2. No, it wouldn't be fairer for younger or poorer taxpayers. What would be 'fairer' by your standards would be allowing them to opt out while continuing to force the 'rich' to pay in. What would actually be fair would be to close down SS altogether and teach these people some basic economics right from the start - things like 'someday you may not be able to work and you should calculate that into your present spending' and 'government won't be there to take care of you when you're older because government doesn't give a shit about anything past the next election' - and get them to invest their money in a broad range of savings vehicles (stocks, deferred retirement accounts, NOT INVESTING ALL THEIR MONEY IN THEIR OWN COMPANY'S PENSION PLAN, stuff like that) and not depending on the largesse of politicians to keep them in cat food at 70.
"removing the income cap on Social Security taxes"
So the government can steal even MORE wealth?
The government has plenty of money. Take the money from somewhere else if you want to spend it on SS.

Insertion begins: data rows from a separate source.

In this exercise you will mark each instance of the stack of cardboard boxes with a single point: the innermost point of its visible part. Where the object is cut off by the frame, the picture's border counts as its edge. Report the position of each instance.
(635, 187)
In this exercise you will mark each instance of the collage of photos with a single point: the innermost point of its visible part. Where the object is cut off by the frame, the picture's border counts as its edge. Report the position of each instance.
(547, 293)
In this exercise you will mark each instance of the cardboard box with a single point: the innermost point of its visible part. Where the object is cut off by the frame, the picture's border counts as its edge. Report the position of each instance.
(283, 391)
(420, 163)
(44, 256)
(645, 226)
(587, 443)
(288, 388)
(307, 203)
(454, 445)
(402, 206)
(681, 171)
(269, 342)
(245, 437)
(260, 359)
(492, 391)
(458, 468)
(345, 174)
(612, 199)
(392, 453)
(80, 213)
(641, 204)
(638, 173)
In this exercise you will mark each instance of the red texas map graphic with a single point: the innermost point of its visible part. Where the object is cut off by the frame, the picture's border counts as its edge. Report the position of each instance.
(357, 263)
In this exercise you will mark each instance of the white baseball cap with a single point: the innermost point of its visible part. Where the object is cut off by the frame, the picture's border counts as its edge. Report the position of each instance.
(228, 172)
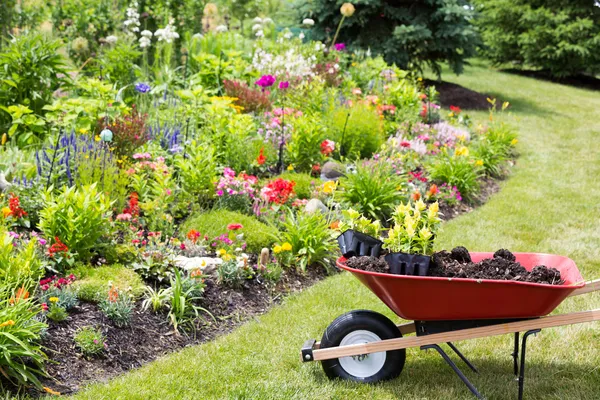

But first, reform it (or abolish it, either one) so that it doesn't remain a perpetual nightmare for years to come.
Cut to the chase. What you are saying is "Do you think increasing taxes . . .?" Any increased revenue (assuming it does actually increase) will just be wasted. Debt is something you leave for the next generation to pay off.
Journalists like Pete pants shitting because trump won't concede something three weeks away is bizarre
Commenters endlessly harping on it is even more bizarre. (It's in there but you may need to squint)
And Gillespie comes in with the balanced article for the save.
Is there some deep meaning in the minute of silence starting at 6:30?
And another at the 12:00 or so mark. All I hear is Nick grunting.
Every once in a while, just for fun, The Jacket allows its host a few moments of self-awareness and fruitless struggle for freedom.
30 comments before anyone noticed. The Jacket has a sad.
The Jacket is above such petty human emotions as sadness, remorse, joy, love, etc.
The Jacket's coming was foretold in 1979:
Can't hear the guests at all. You done goofed.
That or Nick has A Beautiful Mind.
Not Nick, The Jacket. The Jacket inhabits a world of shadows and dust. That we can only see its three-dimensional form is a blessing.
Both looter parties continue to endorse shoot-to-kill prohibitionism and to protect asset-forfeiture looting with impunity. These were the ingredients in every major economic crash that left the nation impoverished and debt-ridden. Asset-forfeiture was invented during the Herbert Hoover administration, revived by the Nixon dictatorship, expanded by the Bush-Reagan r?gime, abetted by the Clinton administration and used to again crush the economy during the faith-based Bush debacle ramping up to the 2007 Crash/Depression. The Flash Crashes coincided embarrassingly with prohibitionist Kristallnachts and bank account seizures until the stock markets were coerced to disguise them. Republicans are worse for the economy than Democrats precisely because money in banks cannot simultaneously be confiscated by superstitious looters AND expand the money supply. It's Either-Or.
What if technology continues to advance and we start living to 120 and 130?
Or will that "privilege" be limited to those who make sufficient campaign donations and everyone else gets the Logan's Run treatment?
Two words: Soylent green.
Checking in for reason's coverage, however minuscule, of incredibly damning evidence of DNC/HRC/MSM collusion and astroturfing violence.
...
10 or so articles parroting one line of a debate for click bait - something a certain reason writer deplored just recently.
...
I'll just check back later then. I'm sure the reporting is stuck in traffic or something.